Numismática, por: Fernando González Ortega.
Presidente de la Sociedad Numismática
y Filatélica Peninsular A.C.
E-mail: columnario@hotmail.com
Tras el establecimiento y
próspera conquista de la Nueva España en el centro del país, trajo consigo a
muchos terratenientes, soldados y españoles en general para buscar nueva
fortuna; y además de los naturales mexiquenses que ya se “españolizaban”, empezó
a crecer el comercio, y la nueva España empezó a tener su propia economía. Esto
provocó una escases de moneda circulante que solo era española y era
celosamente guardada por los ricos. Los soldados y gente común, empezaron a
fabricar discos de oro y cobre a manera de moneda llamados “pesos de tepuzque”,
cuyo peso correspondía al de un castellano (moneda Española); de ahí se
originaría, años después, la unidad monetaria de México: EL PESO.
El descubrimiento de
grandes vetas de metales preciosos, llevó a que el comercio se incrementara más
y la petición al Virrey Don Antonio de Mendoza, que solicitara el
establecimiento de una casa de moneda. En la real cédula con fecha 11 de mayo
de 1535, el Rey de España (Carlos I) decretó el establecimiento de la primera casa
de moneda en toda América, y que en parte decía: “Y PONGASE
EN LA PARTE DONDE HOBIERE LA DEVISA DE LAS COLUMNAS UNA M LATINA, PARA QUE SE
CONOZCA QUE SE HIZO EN MÉXICO”.
De manera inmediata, el
Virrey de Mendoza dispuso a establecer la casa de moneda de México, empezando a
grabarse los primeros troqueles en marzo de 1536 y a acuñarse las primeras
monedas en plata exclusivamente en abril de 1536. Por ello, aunque la Real
cédula marca que se aprobó la casa de moneda en 1535, se reconoce como año de inicio
o aniversario el año de 1536.
La “ceca” o marca de la
Casa de Moneda de México, la cual establece que fue acuñada en México, por lo
regular aparece como una “o” minúscula sobre una “M” mayúscula como actualmente
se puede observar en la moneda Mexicana. Existieron además, pequeñas
variaciones experimentales sobre el diseño de la ceca, pero hasta la fecha, se
ha quedado la misma.
Las primeras monedas
acuñadas fueron de las denominaciones de 3, 2, 1, ½ y ¼ de Real y la mitad de la producción debería
de ser de 1 real, y algunas de 4 maravedís de cobre que de inmediato fueron
rechazadas.

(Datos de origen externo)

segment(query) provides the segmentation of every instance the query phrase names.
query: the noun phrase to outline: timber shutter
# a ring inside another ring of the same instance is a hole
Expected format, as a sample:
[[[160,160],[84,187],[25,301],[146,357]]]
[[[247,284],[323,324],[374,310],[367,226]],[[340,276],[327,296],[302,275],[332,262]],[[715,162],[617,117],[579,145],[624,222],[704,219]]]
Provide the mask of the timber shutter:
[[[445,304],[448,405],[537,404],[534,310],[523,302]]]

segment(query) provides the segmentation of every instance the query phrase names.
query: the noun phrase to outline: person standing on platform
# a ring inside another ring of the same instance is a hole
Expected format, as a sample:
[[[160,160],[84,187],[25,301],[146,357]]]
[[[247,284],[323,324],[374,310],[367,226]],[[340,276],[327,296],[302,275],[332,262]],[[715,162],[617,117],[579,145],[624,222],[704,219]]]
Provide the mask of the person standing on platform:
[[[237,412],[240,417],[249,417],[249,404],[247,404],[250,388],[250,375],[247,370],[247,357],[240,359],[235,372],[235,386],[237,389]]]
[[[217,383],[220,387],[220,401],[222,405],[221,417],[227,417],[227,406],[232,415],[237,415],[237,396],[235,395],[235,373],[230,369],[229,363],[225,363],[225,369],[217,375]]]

En 1537, el Rey aprobó la acuñación de monedas de 4 reales y la
suspensión de la de 3 por confusiones en su tamaño y peso; en esa misma cédula,
se aprobó la acuñación de monedas de 8 reales, pero estas nunca fueron acuñadas
sino hasta 1572 por el Rey Felipe II. La moneda de 4 reales tuvieron una gran
aceptación entre la población que hasta llegó a predominar sobre otras la
producción.
Todas estas monedas
fueron y hasta la fecha son llamadas como “Carlos y Juana” por los reyes de
España que las mandaron a acuñar, y por la leyenda que traían en su
circunferencia que decía: HAROLVS ET IOHANA REGES (Carlos y Juana Reyes), en su
anverso, y en su reverso profesaba: HISPANIARVM ET INDIARVM REGES (Reyes de
España e Indias). Las primeras monedas no se les acuñaba la fecha, fue hasta
principios del siglo XVII con el Rey Felipe III cuando se empezó a acuñar la
fecha.
Estas monedas actualmente
son de gran valor sobretodo histórico y que fueron el modelo para la creación de otras casas de moneda a
lo largo de América y los diseños de estas fueron atribuidos a grabadores
mexicanos.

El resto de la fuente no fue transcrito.